In its lawsuit filed earlier on Friday in federal court in Boston, Harvard said the government’s action violates the First Amendment and will have an “immediate and devastating effect for Harvard and more than 7,000 visa holders”.
“With the stroke of a pen, the government has sought to erase a quarter of Harvard’s student body, international students who contribute significantly to the University and its mission,” Harvard said in its suit.
“Without its international students, Harvard is not Harvard.”
The temporary restraining order was granted by US District Judge Allison Burroughs.
The Trump administration move has thrown campus into disarray days before graduation. Harvard said in the suit.

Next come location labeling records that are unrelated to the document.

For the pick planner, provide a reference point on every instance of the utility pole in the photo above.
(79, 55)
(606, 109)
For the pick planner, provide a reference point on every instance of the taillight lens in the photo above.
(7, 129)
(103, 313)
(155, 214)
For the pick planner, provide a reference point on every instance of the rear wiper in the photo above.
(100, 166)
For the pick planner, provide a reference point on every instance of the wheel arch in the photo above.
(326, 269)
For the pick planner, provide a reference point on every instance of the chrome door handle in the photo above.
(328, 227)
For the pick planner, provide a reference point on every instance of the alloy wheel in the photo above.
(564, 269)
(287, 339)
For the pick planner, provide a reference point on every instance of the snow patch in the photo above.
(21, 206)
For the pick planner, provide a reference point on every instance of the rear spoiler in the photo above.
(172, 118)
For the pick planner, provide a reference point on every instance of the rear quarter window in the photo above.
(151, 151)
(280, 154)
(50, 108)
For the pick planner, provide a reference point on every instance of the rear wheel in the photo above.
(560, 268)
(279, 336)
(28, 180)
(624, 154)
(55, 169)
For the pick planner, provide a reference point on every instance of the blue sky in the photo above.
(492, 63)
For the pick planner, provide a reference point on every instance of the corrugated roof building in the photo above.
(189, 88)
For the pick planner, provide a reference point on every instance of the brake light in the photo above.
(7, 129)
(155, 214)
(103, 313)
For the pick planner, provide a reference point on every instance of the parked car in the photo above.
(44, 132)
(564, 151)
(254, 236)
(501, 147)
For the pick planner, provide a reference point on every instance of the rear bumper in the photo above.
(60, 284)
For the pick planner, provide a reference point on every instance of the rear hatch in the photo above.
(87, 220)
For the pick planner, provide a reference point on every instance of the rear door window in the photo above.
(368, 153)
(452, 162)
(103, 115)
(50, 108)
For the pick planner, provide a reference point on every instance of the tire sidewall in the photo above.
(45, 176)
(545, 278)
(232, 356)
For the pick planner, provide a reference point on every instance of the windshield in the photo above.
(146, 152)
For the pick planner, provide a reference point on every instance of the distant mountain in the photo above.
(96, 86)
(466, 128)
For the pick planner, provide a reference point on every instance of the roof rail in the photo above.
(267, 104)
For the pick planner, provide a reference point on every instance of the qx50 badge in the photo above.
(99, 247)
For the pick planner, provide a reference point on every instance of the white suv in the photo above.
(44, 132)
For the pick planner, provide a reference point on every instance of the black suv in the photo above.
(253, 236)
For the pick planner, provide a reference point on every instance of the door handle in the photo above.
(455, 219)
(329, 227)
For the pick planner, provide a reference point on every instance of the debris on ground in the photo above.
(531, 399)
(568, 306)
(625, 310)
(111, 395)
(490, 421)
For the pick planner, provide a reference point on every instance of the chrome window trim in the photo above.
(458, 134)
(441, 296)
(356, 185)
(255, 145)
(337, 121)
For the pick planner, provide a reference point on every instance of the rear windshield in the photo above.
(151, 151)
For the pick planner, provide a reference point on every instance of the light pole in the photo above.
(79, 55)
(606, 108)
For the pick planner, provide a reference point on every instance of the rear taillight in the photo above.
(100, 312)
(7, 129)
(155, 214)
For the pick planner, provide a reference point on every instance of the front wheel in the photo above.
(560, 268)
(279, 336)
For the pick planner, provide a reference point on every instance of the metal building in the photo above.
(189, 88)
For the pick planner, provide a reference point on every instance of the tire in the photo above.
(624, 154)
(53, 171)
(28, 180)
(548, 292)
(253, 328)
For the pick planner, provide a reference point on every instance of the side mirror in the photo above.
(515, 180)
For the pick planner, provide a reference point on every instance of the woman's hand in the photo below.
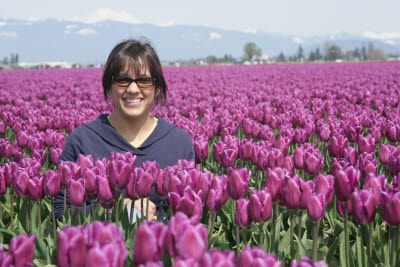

International students who run labs, teach courses, assist professors and participate in Harvard sports are now left deciding whether to transfer or risk losing legal status to stay in the country, according to the filing.
The impact is heaviest at graduate schools such as the Harvard Kennedy School, where almost half the student body comes from abroad, and Harvard Business School, which is about one-third international.
Along with its impact on current students, the move blocks thousands of students who were planning to come for summer and autumn classes.
Harvard said it immediately puts the school at a disadvantage as it competes for the world’s top students. Even if it regains the ability to host students, “future applicants may shy away from applying out of fear of further reprisals from the government”, the suit said.
If the government’s action stands, Harvard said, the university would be unable to offer admission to new international students for at least the next two academic years.
Schools that have that certification withdrawn by the federal government are ineligible to reapply until one year afterwards, Harvard said.
Harvard enrols almost 6,800 foreign students at its campus in Cambridge, Massachusetts. Most are graduate students and they come from more than 100 countries.
The Department of Homeland Security announced the action on Thursday, accusing Harvard of creating an unsafe campus environment by allowing “anti-American, pro-terrorist agitators” to assault Jewish students on campus.
It also accused Harvard of co-ordinating with the Chinese Communist Party, contending the school had hosted and trained members of a Chinese paramilitary group as recently as 2024.
Harvard president Alan Garber earlier this month said the university has made changes to its governance over the past year and a half, including a broad strategy to combat antisemitism.
He said Harvard would not budge on its “its core, legally-protected principles” over fears of retaliation. Harvard has said it will respond at a later time to allegations first raised by House Republicans about co-ordination with the Chinese Communist Party.
The threat to Harvard’s international enrolment stems from an April 16 request from Homeland Security Secretary Kristi Noem, who demanded that Harvard provide information about foreign students that might implicate them in violence or protests that could lead to their deportation.
Harvard says it provided “thousands of data points” in response to Ms Noem’s April 16 demand. Her letter on Thursday said Harvard failed to satisfy her request, but the school said she failed to provide any further explanation.
“It makes generalised statements about campus environment and ‘anti-Americanism,’ again without articulating any rational link between those statements and the decision to retaliate against international students,” the suit said.
Harvard’s lawsuit said the administration violated the government’s own regulations for withdrawing a school’s certification.